The Japanese daily newspaper “Nihon Keiza Shimbun” (“Nikkei”) reports that new data from the International Monetary Fund (IMF) shows that Germany’s economy has surpassed Japan’s this year. In the year 2000, Japan was the world’s second-largest economy, but since 2010, it has been the third largest behind the US and China.

However, this change is likely to be a cause for concern rather than pride for Germany, as reported by “Handelsblatt”. Germany’s Gross Domestic Product (GDP) is expected to decrease by 0.5 percent this year, while Japan’s is projected to increase by two percent. Germany is experiencing a decline in consumption and its vital exports are faltering.
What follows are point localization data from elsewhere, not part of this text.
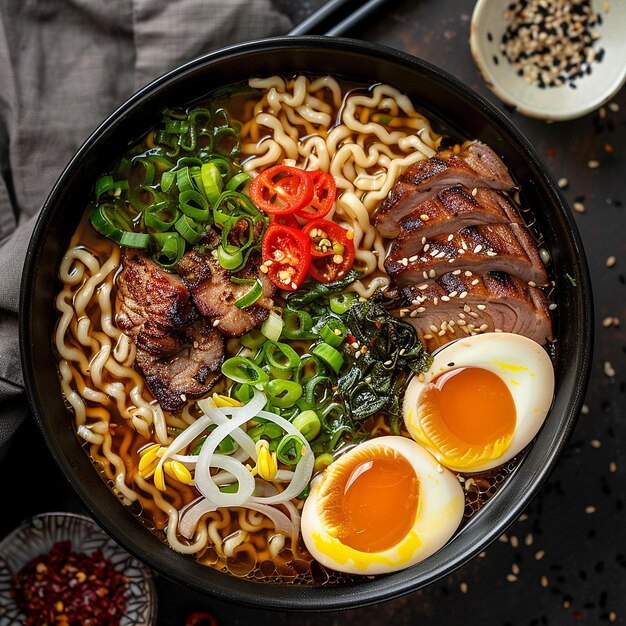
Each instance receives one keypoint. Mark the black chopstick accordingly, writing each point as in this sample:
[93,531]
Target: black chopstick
[336,17]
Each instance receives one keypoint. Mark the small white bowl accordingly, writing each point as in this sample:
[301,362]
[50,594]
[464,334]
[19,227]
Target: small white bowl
[37,535]
[489,24]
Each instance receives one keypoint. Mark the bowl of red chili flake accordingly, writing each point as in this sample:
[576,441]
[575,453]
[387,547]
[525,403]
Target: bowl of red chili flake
[61,569]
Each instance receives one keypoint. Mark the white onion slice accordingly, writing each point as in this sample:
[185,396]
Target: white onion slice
[218,416]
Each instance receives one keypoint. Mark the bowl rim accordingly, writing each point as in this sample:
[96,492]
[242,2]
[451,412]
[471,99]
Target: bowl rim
[472,539]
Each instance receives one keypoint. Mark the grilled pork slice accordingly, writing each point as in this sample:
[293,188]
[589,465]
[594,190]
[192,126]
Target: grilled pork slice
[214,294]
[150,302]
[451,210]
[480,249]
[467,304]
[477,165]
[190,371]
[179,355]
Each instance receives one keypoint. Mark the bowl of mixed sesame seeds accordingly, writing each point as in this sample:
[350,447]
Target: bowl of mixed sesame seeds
[61,568]
[550,59]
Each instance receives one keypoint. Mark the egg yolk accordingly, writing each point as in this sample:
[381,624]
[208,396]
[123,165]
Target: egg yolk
[469,413]
[370,503]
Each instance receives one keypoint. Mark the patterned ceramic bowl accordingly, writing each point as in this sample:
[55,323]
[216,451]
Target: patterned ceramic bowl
[38,536]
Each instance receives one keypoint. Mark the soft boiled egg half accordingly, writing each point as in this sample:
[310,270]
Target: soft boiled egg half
[482,401]
[383,506]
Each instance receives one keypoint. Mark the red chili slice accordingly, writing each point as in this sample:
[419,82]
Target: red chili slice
[281,189]
[332,250]
[286,255]
[324,194]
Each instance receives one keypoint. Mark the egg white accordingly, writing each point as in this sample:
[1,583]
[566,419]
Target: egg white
[523,365]
[439,513]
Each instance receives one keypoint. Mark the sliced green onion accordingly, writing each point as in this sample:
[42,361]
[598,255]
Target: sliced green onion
[253,339]
[308,423]
[231,259]
[272,327]
[243,370]
[281,356]
[249,298]
[334,332]
[289,450]
[189,229]
[297,325]
[170,248]
[194,205]
[266,429]
[167,179]
[341,302]
[160,216]
[212,182]
[237,181]
[243,392]
[329,355]
[283,393]
[148,167]
[318,390]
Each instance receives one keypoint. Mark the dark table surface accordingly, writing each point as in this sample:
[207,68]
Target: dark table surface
[564,560]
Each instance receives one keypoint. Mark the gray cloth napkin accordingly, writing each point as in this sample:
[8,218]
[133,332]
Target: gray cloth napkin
[65,65]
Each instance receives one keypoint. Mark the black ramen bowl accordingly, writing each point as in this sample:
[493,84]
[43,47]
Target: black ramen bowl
[438,95]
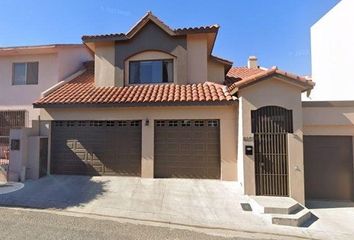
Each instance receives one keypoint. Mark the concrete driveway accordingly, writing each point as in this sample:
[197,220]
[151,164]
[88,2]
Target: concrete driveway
[204,203]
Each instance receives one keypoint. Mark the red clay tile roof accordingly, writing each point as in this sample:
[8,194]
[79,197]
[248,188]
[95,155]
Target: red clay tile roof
[243,72]
[81,90]
[245,77]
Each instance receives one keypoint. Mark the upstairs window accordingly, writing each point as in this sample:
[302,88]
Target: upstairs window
[25,73]
[151,71]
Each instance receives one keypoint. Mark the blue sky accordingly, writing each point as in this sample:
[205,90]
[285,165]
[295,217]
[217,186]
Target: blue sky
[276,31]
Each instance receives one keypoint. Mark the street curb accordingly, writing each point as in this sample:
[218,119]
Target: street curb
[146,221]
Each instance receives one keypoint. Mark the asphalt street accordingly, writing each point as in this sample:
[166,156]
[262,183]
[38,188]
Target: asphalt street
[27,224]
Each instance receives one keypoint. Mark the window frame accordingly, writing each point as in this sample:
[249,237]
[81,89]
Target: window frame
[170,60]
[26,73]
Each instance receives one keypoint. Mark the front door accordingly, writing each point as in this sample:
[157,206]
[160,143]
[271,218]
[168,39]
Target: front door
[270,126]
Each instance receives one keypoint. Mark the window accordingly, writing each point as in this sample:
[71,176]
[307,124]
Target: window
[25,73]
[151,71]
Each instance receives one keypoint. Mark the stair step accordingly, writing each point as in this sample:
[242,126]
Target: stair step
[274,205]
[295,220]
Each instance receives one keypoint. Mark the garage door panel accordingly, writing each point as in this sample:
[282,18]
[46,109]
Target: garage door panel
[96,148]
[328,167]
[187,149]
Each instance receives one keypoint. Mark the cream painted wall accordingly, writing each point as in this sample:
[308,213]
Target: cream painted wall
[71,59]
[197,58]
[226,114]
[105,72]
[216,72]
[329,120]
[149,55]
[53,68]
[332,51]
[267,93]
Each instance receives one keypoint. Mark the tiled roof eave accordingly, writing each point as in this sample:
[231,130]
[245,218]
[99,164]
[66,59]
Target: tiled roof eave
[138,104]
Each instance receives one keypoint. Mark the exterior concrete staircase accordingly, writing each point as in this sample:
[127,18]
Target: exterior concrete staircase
[280,210]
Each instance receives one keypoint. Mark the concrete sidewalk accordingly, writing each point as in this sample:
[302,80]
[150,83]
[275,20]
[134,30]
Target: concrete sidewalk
[204,203]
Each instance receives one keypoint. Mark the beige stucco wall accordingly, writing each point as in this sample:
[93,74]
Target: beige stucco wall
[105,71]
[226,114]
[267,93]
[21,97]
[216,72]
[329,120]
[53,67]
[150,55]
[197,58]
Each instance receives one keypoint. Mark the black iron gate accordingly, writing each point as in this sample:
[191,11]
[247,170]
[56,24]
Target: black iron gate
[270,126]
[9,120]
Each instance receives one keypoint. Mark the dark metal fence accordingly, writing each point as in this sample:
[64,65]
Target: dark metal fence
[270,126]
[12,119]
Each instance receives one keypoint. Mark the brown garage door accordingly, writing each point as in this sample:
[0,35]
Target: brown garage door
[96,148]
[187,149]
[328,167]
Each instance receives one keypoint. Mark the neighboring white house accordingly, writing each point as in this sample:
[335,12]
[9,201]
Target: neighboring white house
[27,71]
[332,44]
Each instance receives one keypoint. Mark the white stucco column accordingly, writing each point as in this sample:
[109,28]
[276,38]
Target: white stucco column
[147,149]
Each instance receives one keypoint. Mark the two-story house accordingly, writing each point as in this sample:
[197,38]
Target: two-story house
[156,103]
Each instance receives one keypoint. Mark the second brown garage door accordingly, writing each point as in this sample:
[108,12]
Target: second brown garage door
[328,164]
[187,149]
[96,148]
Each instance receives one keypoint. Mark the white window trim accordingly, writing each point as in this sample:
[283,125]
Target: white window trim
[26,65]
[150,56]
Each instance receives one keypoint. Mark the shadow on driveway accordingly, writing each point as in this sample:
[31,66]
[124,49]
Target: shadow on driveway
[56,191]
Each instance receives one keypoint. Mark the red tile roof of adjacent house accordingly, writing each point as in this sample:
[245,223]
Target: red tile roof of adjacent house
[245,76]
[81,90]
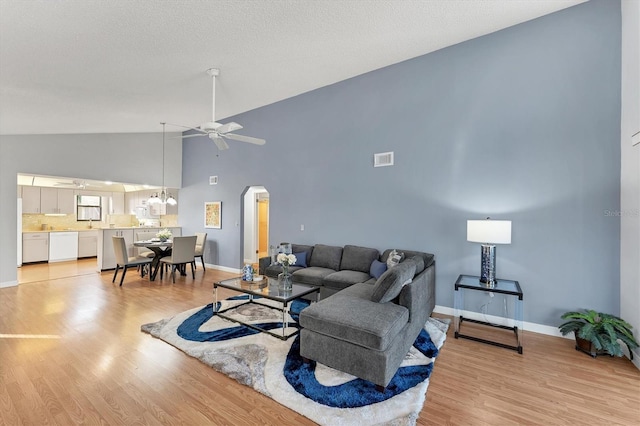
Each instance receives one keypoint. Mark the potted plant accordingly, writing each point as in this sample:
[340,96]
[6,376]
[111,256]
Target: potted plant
[598,333]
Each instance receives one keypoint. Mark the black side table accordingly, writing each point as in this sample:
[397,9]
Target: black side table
[508,287]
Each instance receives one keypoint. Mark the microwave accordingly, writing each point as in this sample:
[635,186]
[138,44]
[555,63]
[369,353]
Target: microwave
[89,207]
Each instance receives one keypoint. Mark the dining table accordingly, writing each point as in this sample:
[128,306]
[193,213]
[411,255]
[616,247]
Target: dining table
[160,249]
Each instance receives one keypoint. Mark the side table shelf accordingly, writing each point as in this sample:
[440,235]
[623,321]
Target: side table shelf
[507,287]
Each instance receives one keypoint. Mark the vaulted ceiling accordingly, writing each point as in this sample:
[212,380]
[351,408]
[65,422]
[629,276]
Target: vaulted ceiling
[119,66]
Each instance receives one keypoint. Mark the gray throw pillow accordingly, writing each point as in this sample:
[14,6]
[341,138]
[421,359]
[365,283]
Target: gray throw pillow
[389,285]
[419,263]
[394,258]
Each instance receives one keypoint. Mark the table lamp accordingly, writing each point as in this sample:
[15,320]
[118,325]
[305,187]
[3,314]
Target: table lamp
[489,233]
What’s even worse: Since the end of the Second World War, Japan and Germany have, in many ways, faced almost the same fate. Therefore, Japan’s new weakness could easily be considered a dire message for the Federal Republic.

Japan Ages, Germany Follows Suit

An important reason for Japan’s economic woes is the increasing aging of its society, as reported by “Business Insider”. Since 1995, the number of working-age people in Japan has been steadily decreasing due to a combination of improved living conditions, increasing life expectancy, and declining birth rates.

A similar effect is expected in Germany once the majority of the baby boomers retire. By 2030, it’s projected that five million more Germans will retire than there will be people entering the workforce.

According to calculations by Harvard economists Rainer Kotschy and David E. Bloom, this demographic shift is expected to reduce German economic growth by approximately 0.9 percent annually.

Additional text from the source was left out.